I never thought I’d become one of those people who get itchy when their phone doesn’t plonk with a message notification often enough. I’m largely a loner, both in person and online so I’ve never really cared whether I was talking to enough people, whether that meant I was part of a chat thread or keeping a texting conversation going.
But in the last year I think I’ve become way more aware of the silence of my phone than I would like.
Part of that is just because I’ve been really taking the time to analyze my relationships or lack thereof in the last year. Part of it is because I’ve increased my online presence and have gotten used to a certain amount of pings and dings coming from my phone. (That probably says something about my generation, but that’s another topic entirely.)
A sort of static has formed in my brain. A creeping, hovering sort of white noise that throws a pall over all my interactions. I haven’t exactly been the most mental/emotionally healthy these past several months. This constant hum, nagging in the background of all my thoughts, taunts me on the regular basis, and when phone silence ensues it sometimes can reach a fever pitch.
It’s not an actual audible sound.
I’ll just notice “Huh, I haven’t gotten a reply on a thread or received a message from so and so in a while,” and the static rises from its subconscious slumber.
“Huh, there’s this sort of hollow feeling in my chest I can’t find the name for.”
I’ve been working out my relationships with people and trying to decide how much is too much interaction, and more importantly in my case, how little is not enough. For most of my life this hasn’t been much of a concern, but I guess I’ve reached quarter life crisis and am re-evaluating my path in life. Hardly anybody ever talks about the dissonance that comes in your early to mid-twenties where you’re no longer a goofy college kid so you can’t act out in irresponsible ways, but you don’t quite feel like an adult either, so you feel like a fraud donning your shiny suit to work.
“Hahaha, everyone. Not to worry. I have my adult name-tag on, therefore I must know what I’m doing…mustn’t I? I mean, that’s how it works, right?
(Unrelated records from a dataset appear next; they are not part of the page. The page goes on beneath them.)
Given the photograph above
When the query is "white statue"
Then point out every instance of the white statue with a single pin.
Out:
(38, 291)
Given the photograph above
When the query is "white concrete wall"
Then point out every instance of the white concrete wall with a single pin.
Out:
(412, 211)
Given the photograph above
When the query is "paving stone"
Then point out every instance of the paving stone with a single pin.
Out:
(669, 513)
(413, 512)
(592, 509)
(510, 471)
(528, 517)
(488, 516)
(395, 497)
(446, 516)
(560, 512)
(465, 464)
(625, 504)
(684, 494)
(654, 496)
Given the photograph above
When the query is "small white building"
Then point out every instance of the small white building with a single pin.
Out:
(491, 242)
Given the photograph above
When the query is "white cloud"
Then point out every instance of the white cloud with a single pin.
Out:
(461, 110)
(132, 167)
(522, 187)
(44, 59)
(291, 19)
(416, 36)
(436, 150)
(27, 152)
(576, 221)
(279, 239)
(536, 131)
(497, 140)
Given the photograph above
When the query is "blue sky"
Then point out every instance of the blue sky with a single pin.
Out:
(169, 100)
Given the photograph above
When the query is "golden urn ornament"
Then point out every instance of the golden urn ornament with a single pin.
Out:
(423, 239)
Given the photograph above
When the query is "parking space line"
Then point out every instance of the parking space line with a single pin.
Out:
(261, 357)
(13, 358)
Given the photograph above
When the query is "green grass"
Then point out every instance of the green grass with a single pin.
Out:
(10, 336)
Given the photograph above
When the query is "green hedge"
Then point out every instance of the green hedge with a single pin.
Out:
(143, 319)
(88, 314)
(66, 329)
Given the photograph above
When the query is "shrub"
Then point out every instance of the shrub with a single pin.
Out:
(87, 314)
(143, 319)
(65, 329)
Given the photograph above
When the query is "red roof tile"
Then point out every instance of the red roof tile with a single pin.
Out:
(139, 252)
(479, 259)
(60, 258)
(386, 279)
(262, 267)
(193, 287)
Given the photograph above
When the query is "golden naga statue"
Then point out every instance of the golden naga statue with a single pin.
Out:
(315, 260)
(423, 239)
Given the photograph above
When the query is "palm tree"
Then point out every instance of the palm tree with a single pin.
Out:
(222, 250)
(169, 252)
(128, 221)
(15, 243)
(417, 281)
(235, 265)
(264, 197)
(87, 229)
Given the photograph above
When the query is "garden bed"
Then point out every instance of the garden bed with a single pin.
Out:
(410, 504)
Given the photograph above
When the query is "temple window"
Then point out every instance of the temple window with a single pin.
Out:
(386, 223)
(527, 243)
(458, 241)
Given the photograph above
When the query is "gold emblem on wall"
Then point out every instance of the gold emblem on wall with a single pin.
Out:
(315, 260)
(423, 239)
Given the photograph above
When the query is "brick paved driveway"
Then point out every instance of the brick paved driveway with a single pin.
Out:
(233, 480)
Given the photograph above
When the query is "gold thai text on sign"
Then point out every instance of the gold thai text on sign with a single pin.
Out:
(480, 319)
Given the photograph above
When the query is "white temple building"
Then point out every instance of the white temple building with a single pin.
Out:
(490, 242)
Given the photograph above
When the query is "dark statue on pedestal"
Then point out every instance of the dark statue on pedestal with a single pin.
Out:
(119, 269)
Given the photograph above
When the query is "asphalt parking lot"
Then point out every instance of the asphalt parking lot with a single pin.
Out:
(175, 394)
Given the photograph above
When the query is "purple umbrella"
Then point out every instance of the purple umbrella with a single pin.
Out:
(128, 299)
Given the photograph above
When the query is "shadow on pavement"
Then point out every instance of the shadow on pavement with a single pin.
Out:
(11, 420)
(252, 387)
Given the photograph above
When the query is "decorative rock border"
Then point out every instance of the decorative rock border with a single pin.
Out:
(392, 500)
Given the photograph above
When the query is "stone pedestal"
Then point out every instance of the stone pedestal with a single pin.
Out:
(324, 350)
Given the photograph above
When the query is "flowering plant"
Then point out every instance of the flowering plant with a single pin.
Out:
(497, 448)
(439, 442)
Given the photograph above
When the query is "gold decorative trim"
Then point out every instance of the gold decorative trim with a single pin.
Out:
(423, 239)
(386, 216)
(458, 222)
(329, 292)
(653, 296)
Guys?…”
Everyone is obsessed with adolescence and how hard the poor teenagers have it because they suddenly want to nail everything that moves. That sounds like a pretty good deal to me. How about us poor saps, who maybe have our degrees, and if we’re lucky a job to match, but we’ve been stuck in our books or between someone’s bosoms so long we forgot to learn how to actually connect with people? You know, like on an actual meaningful level.
Not just high-fiving about the killer time we had at the bar last night, or feigning pleasant small talk whilst casting lusty glances at each other’s resumes.
If you’re lucky you come out of college with a few lifelong friends and maybe even a significant other. But even then, things happen, people move away. And if you’re not lucky, well, good luck with that one buddy. Now you have to go about the sticky business of creating a new inner circle of friends from scratch. It’s like you’re neither here nor there. You’re not really so connected to your family anymore because you’re supposed to be your own person by now. But you don’t really have time and/or energy to go socialize after work so you get that pack animal quality time in either.
Externally, I’m quite successful. I’ve hit all the major milestones when it comes to education and career. But internally, it’s a bit of a wasteland. Well, I guess that’s not entirely true. I’m very spiritually grounded and I have a great relationship with my family so those are solid things. However, life in your twenties makes you come face to face with your interpersonal skills like nothing else. Don’t get me wrong, I’m functional. My work relationships are cordial, my volunteer connections friendly, but a depth of connection is lacking that suddenly feels very pressing.
Some people choose to worry about finding a significant other right away. They immediately start to preen and paint their feathers to try and snag the first sucker that comes along. The goal is to convince them to spend inordinate amounts of time with them, if not the rest of their lives. Me, I’m just trying to figure out humans in general.
It seems there are few people worth really connecting with, or at least that they’re really hard to find. I’d like my intimate circle of friends to do some expanding, but people can be really shallow and there’s not a large pool to pick and choose from. I have a feeling a lot of the worthwhile people are busy nursing their own static, so we keep missing each other.
You have to be so intentional at this point in life if you want to forge new relationships, because if you don’t get lucky at work, you have to plan excursions where you’ll run into new people. Most times I’d rather stay at home and read, firmly glued to a cup of hot cocoa. I guess I’m being an idiot because I want to have my cake and eat it too (while sipping hot cocoa).
I need people in order to feel fulfilled in life, but I’d really rather do without them if I could help it. They come along with so many disappointments and unnecessary detours.
So much effort is required, so much re-positioning, so much pain.
I’m told it’s worth it.
Nah, actually, I’m bluffing. I know from experience it’s worth it too. It’s just hard to work up the courage to get on the confounded phone.
But my phone won’t start pinging on it’s own, now will it?